Синдром переднего большеберцово-таранного соударения
Основные признаки
Следует отличать от синдрома переднебокового большеберцово-таранного соударения.
Боль при тыльном сгибании стопы.
Постепенно нарастающая боль в голени.
Связь боли с движением и отсутствие ее в покое.
Болезненность при пальпации передней или переднебоковой поверхности голеностопного сустава.
Патогенез
Впервые заболевание было описано в 1943 г как «голеностопный сустав спортсмена» а позднее, в 1950 г., как «голеностопный сустав футболиста». В 1954 г. оно получило название «компрессионного большеберцово-таранного экзостоза». При частом полном (до отказа) тыльном сгибании стопы, какое требуется при игре в футбол, в том числе американский, и занятиях танцами и гимнастикой, возникают многократные незначительные повреждения передних связок голеностопного сустава. Это приводит к многократным повреждениям переднего отдела капсулы сустава и микротравмам суставного хряща большеберцовой кости. Замыкается порочный круг, состоящий из микротравм, воспаления и рубцевания капсулы с последующим обызвествлением и, наконец, образованием костных выростов — остеофитов, которые и вызывают боль. По мере роста остеофиты могут упираться друг в друга и ограничивать тыльное сгибание стопы. Остеофиты могут также ломаться с образованием суставных мышей.
Профилактика
Предотвратить заболевание крайне сложно, так как оно поддерживается непрерывными микротравмами. У футболистов пробовали использовать щитки для голеней, заходящие на голеностопный сустав, но безуспешно, так как щитки ухудшали технику футболистов. Профессиональным спортсменам можно порекомендовать упражнения для растягивания и укрепления мышц и бинтование голеностопного сустава, чтобы уменьшить тыльное сгибание стопы.
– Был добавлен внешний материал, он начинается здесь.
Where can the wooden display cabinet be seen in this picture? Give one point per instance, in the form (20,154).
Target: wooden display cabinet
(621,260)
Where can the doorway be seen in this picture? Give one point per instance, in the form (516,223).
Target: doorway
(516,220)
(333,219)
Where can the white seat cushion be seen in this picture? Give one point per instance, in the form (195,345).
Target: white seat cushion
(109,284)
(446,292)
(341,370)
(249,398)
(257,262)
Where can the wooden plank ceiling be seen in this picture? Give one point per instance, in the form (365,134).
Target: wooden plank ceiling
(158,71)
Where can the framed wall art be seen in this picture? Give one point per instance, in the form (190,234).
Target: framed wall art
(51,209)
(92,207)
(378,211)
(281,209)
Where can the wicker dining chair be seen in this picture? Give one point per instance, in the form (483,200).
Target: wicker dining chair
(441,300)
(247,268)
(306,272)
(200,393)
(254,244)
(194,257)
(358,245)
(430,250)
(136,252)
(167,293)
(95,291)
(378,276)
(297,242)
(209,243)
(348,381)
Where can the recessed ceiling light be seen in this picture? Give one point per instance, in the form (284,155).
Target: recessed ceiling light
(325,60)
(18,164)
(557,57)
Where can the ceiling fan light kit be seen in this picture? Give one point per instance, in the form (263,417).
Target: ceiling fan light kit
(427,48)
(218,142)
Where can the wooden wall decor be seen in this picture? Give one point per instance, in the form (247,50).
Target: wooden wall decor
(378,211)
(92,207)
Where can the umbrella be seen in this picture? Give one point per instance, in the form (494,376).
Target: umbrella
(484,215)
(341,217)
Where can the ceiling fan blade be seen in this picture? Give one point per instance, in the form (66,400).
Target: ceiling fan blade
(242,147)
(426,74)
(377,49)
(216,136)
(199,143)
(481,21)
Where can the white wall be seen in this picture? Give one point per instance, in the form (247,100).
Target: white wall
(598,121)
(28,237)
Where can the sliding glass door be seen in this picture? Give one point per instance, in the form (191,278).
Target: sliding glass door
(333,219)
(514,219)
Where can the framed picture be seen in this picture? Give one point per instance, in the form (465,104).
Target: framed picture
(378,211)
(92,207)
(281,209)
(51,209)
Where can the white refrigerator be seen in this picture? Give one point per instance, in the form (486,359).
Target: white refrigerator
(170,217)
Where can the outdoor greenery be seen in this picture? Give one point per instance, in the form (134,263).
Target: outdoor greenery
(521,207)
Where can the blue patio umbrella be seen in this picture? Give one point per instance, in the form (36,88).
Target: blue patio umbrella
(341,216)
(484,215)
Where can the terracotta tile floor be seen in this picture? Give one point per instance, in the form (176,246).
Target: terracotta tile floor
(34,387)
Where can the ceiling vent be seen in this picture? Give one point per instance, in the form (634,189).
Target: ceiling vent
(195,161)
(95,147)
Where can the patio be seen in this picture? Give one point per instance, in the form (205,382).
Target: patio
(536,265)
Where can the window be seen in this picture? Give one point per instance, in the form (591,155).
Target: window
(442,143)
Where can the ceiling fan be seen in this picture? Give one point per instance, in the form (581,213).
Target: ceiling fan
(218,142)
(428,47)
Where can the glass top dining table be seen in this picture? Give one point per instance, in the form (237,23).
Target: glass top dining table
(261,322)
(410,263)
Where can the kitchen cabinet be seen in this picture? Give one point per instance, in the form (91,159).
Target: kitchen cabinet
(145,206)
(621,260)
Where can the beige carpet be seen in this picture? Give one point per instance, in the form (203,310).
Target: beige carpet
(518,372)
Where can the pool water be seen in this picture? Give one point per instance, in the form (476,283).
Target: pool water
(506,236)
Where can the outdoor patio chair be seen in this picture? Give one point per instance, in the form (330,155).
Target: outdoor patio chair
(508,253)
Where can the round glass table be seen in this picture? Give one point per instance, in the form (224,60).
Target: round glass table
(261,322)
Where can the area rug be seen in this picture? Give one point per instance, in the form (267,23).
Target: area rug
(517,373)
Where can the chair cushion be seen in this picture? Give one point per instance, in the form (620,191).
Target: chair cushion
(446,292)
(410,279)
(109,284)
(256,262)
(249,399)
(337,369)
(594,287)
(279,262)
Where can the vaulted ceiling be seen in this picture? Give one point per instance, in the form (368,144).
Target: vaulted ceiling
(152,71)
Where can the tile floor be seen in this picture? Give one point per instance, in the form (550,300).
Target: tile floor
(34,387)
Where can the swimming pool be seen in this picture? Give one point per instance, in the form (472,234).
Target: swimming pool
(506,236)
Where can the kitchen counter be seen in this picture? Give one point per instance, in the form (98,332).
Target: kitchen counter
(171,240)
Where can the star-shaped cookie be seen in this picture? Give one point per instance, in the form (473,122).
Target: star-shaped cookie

При появлении боли в голени или небольшом растяжении связок следует приложить лед: это может предотвратить развитие хронического воспаления и рубцевания.
Анамнез и жалобы
Обычно больные жалуются на боль по передней поверхности голени или в среднем отделе стопы, иррадиирующую на латеральную поверхность голеностопного сустава или по ходу малоберцовой кости. Вначале боль возникает при интенсивной нагрузке и после ее прекращения быстро проходит. Постепенно присоединяется боль при легкой и даже повседневной нагрузке, а возможно, и в покое. Больные обычно жалуются на тугоподвижность голеностопного сустава, им трудно подниматься по лестнице и приседать на корточки.
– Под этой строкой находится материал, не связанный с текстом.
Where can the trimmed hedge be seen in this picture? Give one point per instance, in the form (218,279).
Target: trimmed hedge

Физикальное исследование[Править]
При физикальном исследовании определяется резкая боль при пальпации переднего края большеберцовой кости и, реже, тыльной поверхности таранной кости, когда стопа согнута к подошве. На тыльной поверхности таранной кости можно прощупать возвышение. Тыльное сгибание обычно ограничено, эластичность сухожилий снижена. Признаков повреждения связок голеностопного сустава обычно нет.
Лучевая диагностика
На рентгенограммах голеностопного сустава видно, что передний край большеберцовой кости утратил характерную округлость контура. Иногда на тыльной поверхности шейки таранной кости можно увидеть костный нарост. При фрагментации наростов образуются суставные мыши.
Лечение
Первый, консервативный, этап лечения включает покой и противоспалительные средства. При сохранении симптомов больному на 4—6 нед надевают ортез или накладывают гипсовый сапожок. Хирургическое лечение показано при сохранении симптомов после консервативного лечения и уменьшения физических нагрузок.
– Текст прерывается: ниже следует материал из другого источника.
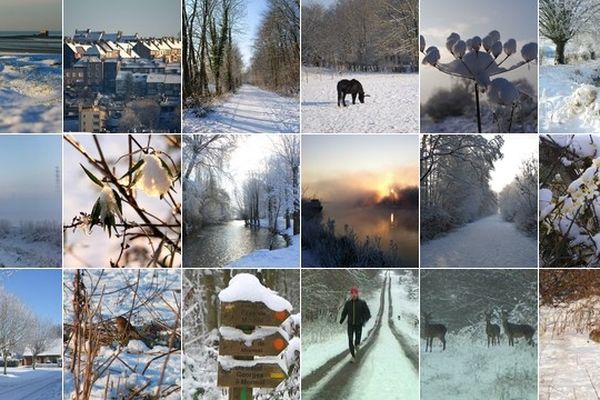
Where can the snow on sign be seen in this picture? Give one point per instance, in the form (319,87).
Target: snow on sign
(262,375)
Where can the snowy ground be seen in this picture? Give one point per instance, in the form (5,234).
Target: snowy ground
(468,369)
(382,370)
(29,384)
(280,258)
(132,367)
(569,100)
(30,93)
(569,361)
(21,250)
(391,107)
(488,242)
(250,110)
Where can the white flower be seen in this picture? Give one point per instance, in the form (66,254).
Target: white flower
(154,178)
(510,47)
(529,52)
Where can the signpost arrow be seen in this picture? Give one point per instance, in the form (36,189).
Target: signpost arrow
(270,345)
(246,313)
(263,375)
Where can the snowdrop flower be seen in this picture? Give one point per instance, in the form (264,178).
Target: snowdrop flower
(510,47)
(459,48)
(450,40)
(154,178)
(529,51)
(432,56)
(501,91)
(476,43)
(496,49)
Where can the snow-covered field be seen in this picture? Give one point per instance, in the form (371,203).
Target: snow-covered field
(488,242)
(134,367)
(280,258)
(20,248)
(391,107)
(569,98)
(323,342)
(468,369)
(30,93)
(569,361)
(29,384)
(249,110)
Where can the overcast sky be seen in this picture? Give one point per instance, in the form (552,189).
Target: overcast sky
(146,17)
(30,15)
(512,18)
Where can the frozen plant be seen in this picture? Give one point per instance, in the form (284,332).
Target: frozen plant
(479,60)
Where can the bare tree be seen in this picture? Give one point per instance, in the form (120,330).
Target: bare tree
(562,20)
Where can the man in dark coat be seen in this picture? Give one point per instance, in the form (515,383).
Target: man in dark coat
(358,314)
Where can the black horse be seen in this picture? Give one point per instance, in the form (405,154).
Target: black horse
(352,87)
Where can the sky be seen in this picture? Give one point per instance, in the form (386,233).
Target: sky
(29,189)
(342,166)
(512,18)
(30,15)
(39,289)
(146,17)
(516,149)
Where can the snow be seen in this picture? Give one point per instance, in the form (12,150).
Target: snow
(249,110)
(317,350)
(468,369)
(247,287)
(391,107)
(569,361)
(280,258)
(31,93)
(488,242)
(29,384)
(569,100)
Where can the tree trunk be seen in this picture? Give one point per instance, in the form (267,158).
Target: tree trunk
(560,51)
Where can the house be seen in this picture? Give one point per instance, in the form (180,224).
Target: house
(52,355)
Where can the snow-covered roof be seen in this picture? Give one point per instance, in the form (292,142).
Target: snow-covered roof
(247,287)
(54,349)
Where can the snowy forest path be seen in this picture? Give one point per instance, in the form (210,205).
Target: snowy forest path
(381,364)
(487,242)
(249,110)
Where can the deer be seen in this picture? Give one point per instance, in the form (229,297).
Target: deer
(595,335)
(433,331)
(492,330)
(516,330)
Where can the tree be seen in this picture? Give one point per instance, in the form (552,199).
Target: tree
(39,339)
(562,20)
(16,321)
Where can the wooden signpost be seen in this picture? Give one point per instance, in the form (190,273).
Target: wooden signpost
(243,371)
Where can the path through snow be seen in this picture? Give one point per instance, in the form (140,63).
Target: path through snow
(488,242)
(27,384)
(250,110)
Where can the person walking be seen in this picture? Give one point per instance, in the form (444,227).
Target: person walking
(358,314)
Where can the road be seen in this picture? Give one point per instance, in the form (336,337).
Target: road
(385,368)
(488,242)
(26,384)
(249,110)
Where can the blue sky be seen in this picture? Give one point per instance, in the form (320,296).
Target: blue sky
(30,15)
(29,189)
(39,289)
(146,17)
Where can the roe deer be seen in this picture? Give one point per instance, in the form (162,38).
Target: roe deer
(433,330)
(492,330)
(516,330)
(595,335)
Хирургическое лечение заключается в удалении остеофитов: переднего остеофита большеберцовой кости и тыльного остеофита на шейке таранной кости. Операцию выполняют артроскопически или открытым способом через небольшой разрез. После артроскопии спортсмены быстрее возвращаются к нагрузкам. Артроскопия дает возможность исследовать полость сустава и выявить сопутствующую патологию: дефекты кости и хряща, суставные мыши, образование рубцовой ткани. При синдроме перед небокового большеберцово-таранного соударения артроскопический метод предпочтительнее.
Задача послеоперационной реабилитации — восстановление подвижности и мышечной силы. Постепенное возвращение к нагрузкам можно начинать после заживления операционных ран.
Возвращение к спорту
Спортсмен может вернуться к соревнованиям после восстановления полного объема движений и на 80—100% силы супинации, пронации, сгибания и разгибания в суставе.